Her target audience is more than Hmong or white people, but all those that share the human experience. Her goal isn’t to just tell the story to the Hmong, but to make all people truly understand the experience. Her father once told her, “The work you will do will go beyond your gender. It will go beyond your people. It is for a bigger humanity … do not be limited by the parts that make you who you are.”
Being one of the very few Hmong voices in American literature is very important for Yang as well. She explains how every decision a person makes is based upon the information given, so it is her hope that all leaders have access to the information of the Hmong story when making decisions. “Every decision that you make is based on what you know the world to be. If I didn’t come [to Blake], so many of your worlds would not have included the things that I said [in the speech].”
Yang’s advice for young writers is to not worry about external pressure concerning what or how to write, but to simply find a topic that they find important for them to tell, and to simply explain that story. According to Yang, thinking about pressure–– not just high expectations from others, but also expectations about which parts of a story to tell–– is a direct path to writer’s block.

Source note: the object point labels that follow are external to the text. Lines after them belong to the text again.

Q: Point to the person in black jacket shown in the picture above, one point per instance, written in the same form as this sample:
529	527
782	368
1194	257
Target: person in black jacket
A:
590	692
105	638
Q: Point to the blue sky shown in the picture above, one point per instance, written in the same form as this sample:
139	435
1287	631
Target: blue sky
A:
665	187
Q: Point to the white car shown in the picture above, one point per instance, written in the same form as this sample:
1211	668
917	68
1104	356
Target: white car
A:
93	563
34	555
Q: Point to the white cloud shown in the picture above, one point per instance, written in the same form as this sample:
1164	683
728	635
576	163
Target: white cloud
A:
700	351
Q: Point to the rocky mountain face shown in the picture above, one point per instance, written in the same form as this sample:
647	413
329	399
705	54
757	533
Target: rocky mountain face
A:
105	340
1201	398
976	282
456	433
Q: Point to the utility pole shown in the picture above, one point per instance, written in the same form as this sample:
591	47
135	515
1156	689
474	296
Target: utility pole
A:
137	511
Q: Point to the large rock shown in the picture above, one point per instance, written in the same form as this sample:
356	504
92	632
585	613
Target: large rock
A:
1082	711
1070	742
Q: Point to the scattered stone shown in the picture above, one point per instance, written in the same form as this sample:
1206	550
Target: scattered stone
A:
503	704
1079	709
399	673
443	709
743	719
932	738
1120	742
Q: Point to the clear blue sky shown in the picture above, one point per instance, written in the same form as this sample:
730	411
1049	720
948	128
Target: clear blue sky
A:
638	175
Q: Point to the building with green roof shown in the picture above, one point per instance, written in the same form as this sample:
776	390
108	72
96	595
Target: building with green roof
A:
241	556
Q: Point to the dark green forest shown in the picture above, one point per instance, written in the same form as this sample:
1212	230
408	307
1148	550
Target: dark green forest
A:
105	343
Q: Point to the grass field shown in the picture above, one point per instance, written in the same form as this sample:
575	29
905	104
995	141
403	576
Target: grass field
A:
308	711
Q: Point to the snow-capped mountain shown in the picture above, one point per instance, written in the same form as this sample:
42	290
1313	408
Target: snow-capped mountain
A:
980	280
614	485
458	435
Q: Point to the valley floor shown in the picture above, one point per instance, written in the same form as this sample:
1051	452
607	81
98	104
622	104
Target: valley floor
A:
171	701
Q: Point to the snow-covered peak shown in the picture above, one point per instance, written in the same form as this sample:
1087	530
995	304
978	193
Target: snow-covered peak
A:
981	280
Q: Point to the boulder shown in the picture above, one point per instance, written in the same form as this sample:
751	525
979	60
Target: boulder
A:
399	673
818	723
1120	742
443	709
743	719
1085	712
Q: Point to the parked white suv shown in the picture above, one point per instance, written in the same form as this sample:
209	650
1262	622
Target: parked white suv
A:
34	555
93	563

Yang’s symposium and subsequent visits to classes around the school left a lasting impression on students about a world that had previously been hidden. She will continue telling the Hmong story in hopes of inspiring others to think about and understand the Hmong struggle and perhaps inspire people with similar silent struggles to come forward and tell about what they believe needs to be told. In her own words, “If I do a really good job maybe the next young Karen [Southeast Asian]–– not Hmong, Karen writer, whose name emerges from the newspapers–– maybe there will be room for him or her or them to take that stand–– and to say the things that we’ve all been needing to hear.”